FGD Serukan Reformasi Peradilan Militer Terbuka dalam Kasus Pembunuhan Wartawati Juwita

by baritopost.co.id
0 comments 2 minutes read
Tujuh narasumber saat Focus Group Discussion (FGD) mengawal kasus tewasnya wartawati Juwita di Kota Banjarbaru oleh terpidana Jumran, anggota TNI AL Balikpapan, berharap reformasi peradilan militer lebih terbuka dan transparan. Kegiatan berlangsung di UNISKA MAB, Sabtu (9/8/2025) siang. (foto: sum/brt)

Banjarmasin, BARITOPOST.CO.ID – Kasus pembunuhan berencana wartawati Juwita (23) di Banjarbaru oleh prajurit TNI AL Jumran memang sudah diputus dengan hukuman penjara seumur hidup dan pemecatan pada 16 Juni 2025. Namun, keluarga korban dan pengamat hukum menilai proses peradilan militer yang berjalan cenderung tertutup dan tidak memihak korban.

Menanggapi hal itu, BEM Universitas Islam Kalimantan Muhammad Arsyad Al Banjari (UNISKA MAB) menggelar Focus Group Discussion (FGD) bertema “Reformasi Hukum Militer dan Keadilan Substantif: Kajian atas Putusan Pengadilan Militer Nomor 11-K/PM.I-06/AL/IV/2025”.

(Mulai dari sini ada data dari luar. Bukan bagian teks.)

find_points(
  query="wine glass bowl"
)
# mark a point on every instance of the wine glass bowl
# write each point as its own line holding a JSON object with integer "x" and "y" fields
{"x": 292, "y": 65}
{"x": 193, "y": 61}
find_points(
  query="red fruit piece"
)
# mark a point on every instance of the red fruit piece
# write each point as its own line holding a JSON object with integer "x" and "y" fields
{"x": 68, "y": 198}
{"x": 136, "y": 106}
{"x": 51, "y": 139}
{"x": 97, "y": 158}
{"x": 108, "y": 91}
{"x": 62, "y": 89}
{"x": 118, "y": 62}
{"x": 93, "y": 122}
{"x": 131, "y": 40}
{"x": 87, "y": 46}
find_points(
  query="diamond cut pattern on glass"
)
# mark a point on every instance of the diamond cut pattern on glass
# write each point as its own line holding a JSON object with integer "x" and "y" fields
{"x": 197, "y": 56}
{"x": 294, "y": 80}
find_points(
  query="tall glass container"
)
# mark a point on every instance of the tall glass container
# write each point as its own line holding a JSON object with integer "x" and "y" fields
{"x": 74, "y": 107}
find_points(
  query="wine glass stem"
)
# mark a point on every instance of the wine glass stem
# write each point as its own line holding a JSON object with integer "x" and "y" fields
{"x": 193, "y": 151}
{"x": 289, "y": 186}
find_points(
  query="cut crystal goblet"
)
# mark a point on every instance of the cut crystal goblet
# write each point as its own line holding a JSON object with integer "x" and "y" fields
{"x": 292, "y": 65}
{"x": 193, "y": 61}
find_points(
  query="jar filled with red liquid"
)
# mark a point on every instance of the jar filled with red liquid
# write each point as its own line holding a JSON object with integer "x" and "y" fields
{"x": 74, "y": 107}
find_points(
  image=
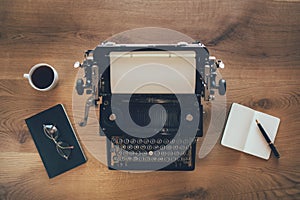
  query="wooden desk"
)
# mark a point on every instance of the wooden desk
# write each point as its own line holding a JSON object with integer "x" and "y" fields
{"x": 257, "y": 40}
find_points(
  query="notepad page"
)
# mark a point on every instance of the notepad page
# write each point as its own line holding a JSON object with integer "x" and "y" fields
{"x": 237, "y": 127}
{"x": 256, "y": 143}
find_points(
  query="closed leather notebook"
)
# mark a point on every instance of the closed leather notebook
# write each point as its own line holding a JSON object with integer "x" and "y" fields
{"x": 55, "y": 140}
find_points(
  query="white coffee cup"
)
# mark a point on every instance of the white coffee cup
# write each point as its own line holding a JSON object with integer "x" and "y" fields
{"x": 42, "y": 77}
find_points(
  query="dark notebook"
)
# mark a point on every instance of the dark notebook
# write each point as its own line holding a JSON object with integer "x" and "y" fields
{"x": 55, "y": 140}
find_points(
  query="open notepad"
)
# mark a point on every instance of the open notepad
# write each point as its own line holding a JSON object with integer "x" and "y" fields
{"x": 242, "y": 133}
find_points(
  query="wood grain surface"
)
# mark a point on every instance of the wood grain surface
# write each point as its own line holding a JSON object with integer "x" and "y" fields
{"x": 257, "y": 40}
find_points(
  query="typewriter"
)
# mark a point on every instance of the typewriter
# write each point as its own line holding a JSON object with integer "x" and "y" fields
{"x": 150, "y": 101}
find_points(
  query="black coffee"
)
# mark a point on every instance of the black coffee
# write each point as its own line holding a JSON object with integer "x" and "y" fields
{"x": 42, "y": 77}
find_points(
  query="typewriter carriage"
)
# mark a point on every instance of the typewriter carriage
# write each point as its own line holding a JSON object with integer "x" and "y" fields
{"x": 97, "y": 77}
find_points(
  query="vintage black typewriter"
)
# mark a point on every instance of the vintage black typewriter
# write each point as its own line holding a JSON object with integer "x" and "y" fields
{"x": 150, "y": 101}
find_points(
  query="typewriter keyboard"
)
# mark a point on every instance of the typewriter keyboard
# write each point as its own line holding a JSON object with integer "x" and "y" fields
{"x": 151, "y": 153}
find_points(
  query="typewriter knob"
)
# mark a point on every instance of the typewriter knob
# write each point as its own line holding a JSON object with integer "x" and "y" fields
{"x": 222, "y": 86}
{"x": 79, "y": 86}
{"x": 77, "y": 64}
{"x": 220, "y": 64}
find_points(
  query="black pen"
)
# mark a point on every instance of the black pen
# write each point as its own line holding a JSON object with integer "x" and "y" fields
{"x": 273, "y": 148}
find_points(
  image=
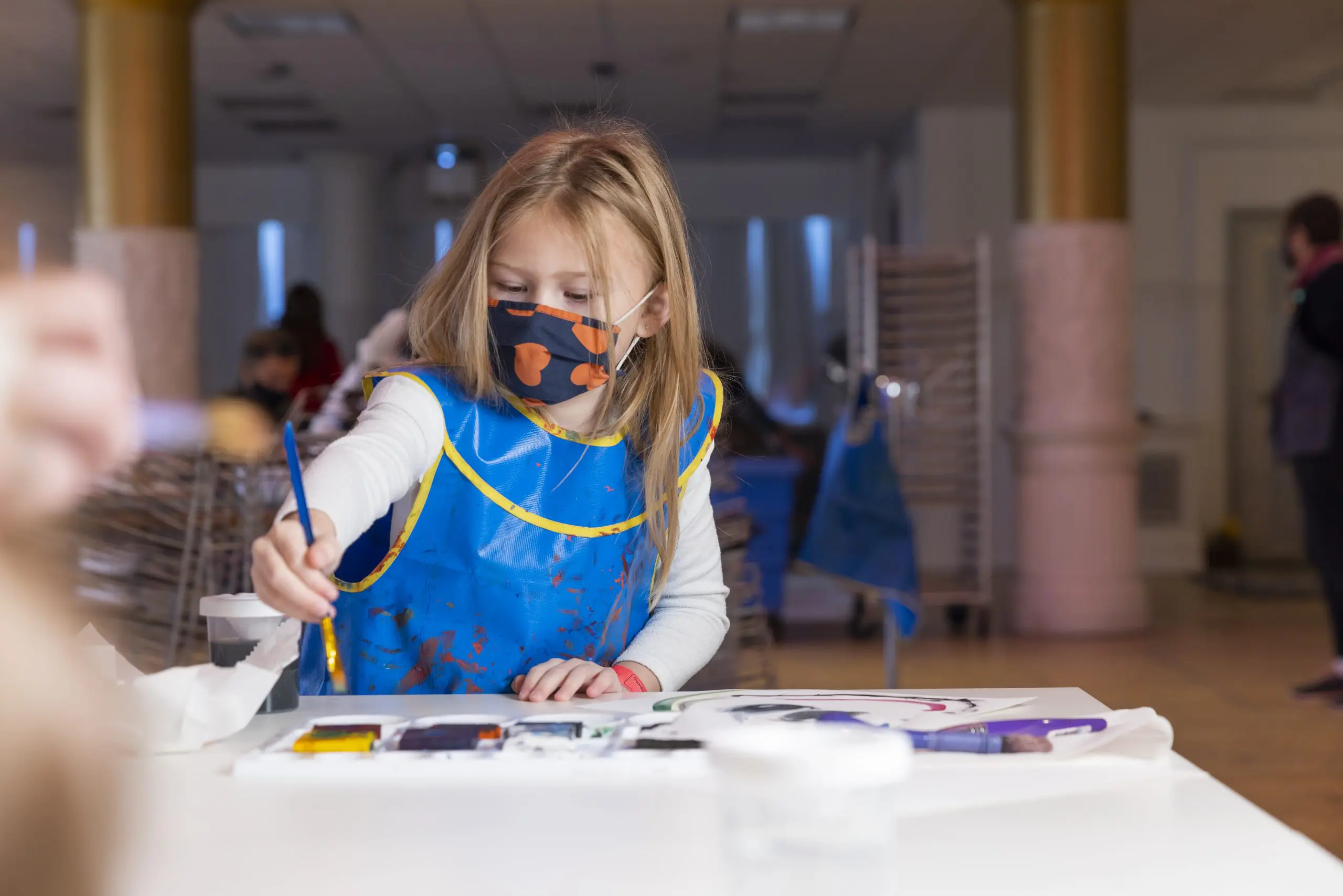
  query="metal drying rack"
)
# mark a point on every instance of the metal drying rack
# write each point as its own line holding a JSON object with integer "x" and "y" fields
{"x": 920, "y": 324}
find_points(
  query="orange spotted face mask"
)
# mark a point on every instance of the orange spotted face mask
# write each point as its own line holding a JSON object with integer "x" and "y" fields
{"x": 547, "y": 355}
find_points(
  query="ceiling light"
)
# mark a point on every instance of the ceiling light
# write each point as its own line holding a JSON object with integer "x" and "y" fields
{"x": 792, "y": 19}
{"x": 264, "y": 23}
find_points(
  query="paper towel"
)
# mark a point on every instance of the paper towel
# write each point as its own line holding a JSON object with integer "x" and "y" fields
{"x": 185, "y": 708}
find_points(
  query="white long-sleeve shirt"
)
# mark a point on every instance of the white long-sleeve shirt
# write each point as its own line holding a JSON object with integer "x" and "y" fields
{"x": 399, "y": 435}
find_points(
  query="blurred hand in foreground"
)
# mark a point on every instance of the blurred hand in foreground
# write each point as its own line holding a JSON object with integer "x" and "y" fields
{"x": 68, "y": 391}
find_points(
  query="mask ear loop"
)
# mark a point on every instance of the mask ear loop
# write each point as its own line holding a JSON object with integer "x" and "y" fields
{"x": 636, "y": 340}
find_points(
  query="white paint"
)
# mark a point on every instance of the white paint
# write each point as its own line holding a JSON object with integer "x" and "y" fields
{"x": 1122, "y": 827}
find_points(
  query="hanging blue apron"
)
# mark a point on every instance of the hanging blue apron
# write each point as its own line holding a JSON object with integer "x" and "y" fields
{"x": 526, "y": 542}
{"x": 860, "y": 527}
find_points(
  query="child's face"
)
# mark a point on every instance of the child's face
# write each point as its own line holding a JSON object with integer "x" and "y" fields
{"x": 541, "y": 260}
{"x": 276, "y": 372}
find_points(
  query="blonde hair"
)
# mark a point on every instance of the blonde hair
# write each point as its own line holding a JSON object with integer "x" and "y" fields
{"x": 606, "y": 166}
{"x": 59, "y": 780}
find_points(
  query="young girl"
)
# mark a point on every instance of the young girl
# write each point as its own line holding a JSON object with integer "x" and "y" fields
{"x": 560, "y": 538}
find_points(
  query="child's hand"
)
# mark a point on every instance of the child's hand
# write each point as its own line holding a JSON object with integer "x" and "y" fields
{"x": 564, "y": 679}
{"x": 292, "y": 577}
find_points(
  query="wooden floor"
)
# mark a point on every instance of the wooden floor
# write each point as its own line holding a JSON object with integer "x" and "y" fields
{"x": 1220, "y": 667}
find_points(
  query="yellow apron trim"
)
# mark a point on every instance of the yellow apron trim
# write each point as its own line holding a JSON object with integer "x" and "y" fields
{"x": 488, "y": 490}
{"x": 584, "y": 531}
{"x": 421, "y": 497}
{"x": 559, "y": 432}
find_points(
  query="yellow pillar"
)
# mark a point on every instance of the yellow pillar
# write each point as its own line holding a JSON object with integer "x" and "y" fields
{"x": 137, "y": 178}
{"x": 1072, "y": 99}
{"x": 1078, "y": 523}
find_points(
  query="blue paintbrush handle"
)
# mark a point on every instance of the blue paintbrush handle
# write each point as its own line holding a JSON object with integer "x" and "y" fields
{"x": 296, "y": 477}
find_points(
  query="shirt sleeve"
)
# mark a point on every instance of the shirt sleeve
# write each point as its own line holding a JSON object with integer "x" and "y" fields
{"x": 691, "y": 620}
{"x": 359, "y": 476}
{"x": 1322, "y": 312}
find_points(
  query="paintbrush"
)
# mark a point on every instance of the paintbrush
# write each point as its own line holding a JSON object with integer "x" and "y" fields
{"x": 973, "y": 742}
{"x": 1039, "y": 727}
{"x": 335, "y": 668}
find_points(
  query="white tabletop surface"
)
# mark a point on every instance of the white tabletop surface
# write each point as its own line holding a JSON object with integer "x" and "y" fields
{"x": 1094, "y": 827}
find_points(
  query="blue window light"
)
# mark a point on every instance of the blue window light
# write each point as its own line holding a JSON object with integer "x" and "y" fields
{"x": 442, "y": 238}
{"x": 270, "y": 258}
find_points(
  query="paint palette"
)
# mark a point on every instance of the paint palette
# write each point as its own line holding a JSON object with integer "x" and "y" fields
{"x": 655, "y": 737}
{"x": 444, "y": 746}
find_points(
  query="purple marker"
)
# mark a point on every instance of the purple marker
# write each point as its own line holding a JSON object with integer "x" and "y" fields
{"x": 1037, "y": 727}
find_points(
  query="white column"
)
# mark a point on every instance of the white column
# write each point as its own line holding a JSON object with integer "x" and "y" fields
{"x": 348, "y": 217}
{"x": 157, "y": 270}
{"x": 1078, "y": 516}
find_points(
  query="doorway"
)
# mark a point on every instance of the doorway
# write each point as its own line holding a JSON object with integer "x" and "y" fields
{"x": 1262, "y": 490}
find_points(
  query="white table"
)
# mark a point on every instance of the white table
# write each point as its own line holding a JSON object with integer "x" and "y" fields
{"x": 975, "y": 825}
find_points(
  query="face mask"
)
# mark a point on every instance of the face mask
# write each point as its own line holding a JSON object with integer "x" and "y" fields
{"x": 547, "y": 355}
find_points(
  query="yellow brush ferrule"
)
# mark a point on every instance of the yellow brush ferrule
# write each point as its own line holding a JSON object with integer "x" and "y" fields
{"x": 335, "y": 668}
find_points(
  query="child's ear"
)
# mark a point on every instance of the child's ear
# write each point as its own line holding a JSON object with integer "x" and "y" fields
{"x": 656, "y": 313}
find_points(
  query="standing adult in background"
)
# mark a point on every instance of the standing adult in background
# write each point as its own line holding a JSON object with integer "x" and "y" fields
{"x": 1307, "y": 414}
{"x": 319, "y": 356}
{"x": 68, "y": 415}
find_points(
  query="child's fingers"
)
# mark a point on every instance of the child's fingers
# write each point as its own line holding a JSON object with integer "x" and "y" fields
{"x": 574, "y": 681}
{"x": 281, "y": 589}
{"x": 606, "y": 681}
{"x": 292, "y": 546}
{"x": 324, "y": 555}
{"x": 551, "y": 680}
{"x": 534, "y": 675}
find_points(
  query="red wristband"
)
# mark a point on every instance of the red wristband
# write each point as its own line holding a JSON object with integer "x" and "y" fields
{"x": 629, "y": 679}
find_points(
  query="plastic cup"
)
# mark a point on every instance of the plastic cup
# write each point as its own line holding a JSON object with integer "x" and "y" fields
{"x": 234, "y": 625}
{"x": 810, "y": 809}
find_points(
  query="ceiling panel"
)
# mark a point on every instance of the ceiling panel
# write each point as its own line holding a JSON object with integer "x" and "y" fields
{"x": 422, "y": 70}
{"x": 550, "y": 47}
{"x": 669, "y": 61}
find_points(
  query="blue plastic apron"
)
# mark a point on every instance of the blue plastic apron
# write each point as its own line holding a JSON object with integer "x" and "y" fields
{"x": 526, "y": 542}
{"x": 860, "y": 527}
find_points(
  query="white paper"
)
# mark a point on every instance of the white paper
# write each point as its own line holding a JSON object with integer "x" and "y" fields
{"x": 703, "y": 715}
{"x": 185, "y": 708}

Acara menghadirkan tujuh narasumber, yaitu:

Lena Hanifah, S.H., LL.M, Ph.D – Akademisi Hukum Perlindungan Hak Perempuan

H Hairansyah, S.H., M.H – Praktisi Hukum dan HAM Kalsel

Uli Parulian Sihombing Rianto – Komnas HAM

Wicaksono – Tenaga Ahli LPSK RI

Dr. Iwan Aflanie, dr., M.Kes., Sp.F, MH – Akademisi Kedokteran Forensik Kehakiman

Dr. Akhmad Munawar, S.H., M.H – Akademisi Hukum Pidana Khusus

Rendy Tisna Aji – Peneliti

Dr. Akhmad Munawar menegaskan, perkara yang melibatkan korban sipil seharusnya disidangkan di peradilan umum, bukan peradilan militer. “UU No. 32 Tahun 1997 memang mengatur peradilan militer, tetapi akses publik sangat terbatas.

Reformasi harus membatasi kewenangan peradilan militer hanya untuk perkara murni militer,” ujarnya.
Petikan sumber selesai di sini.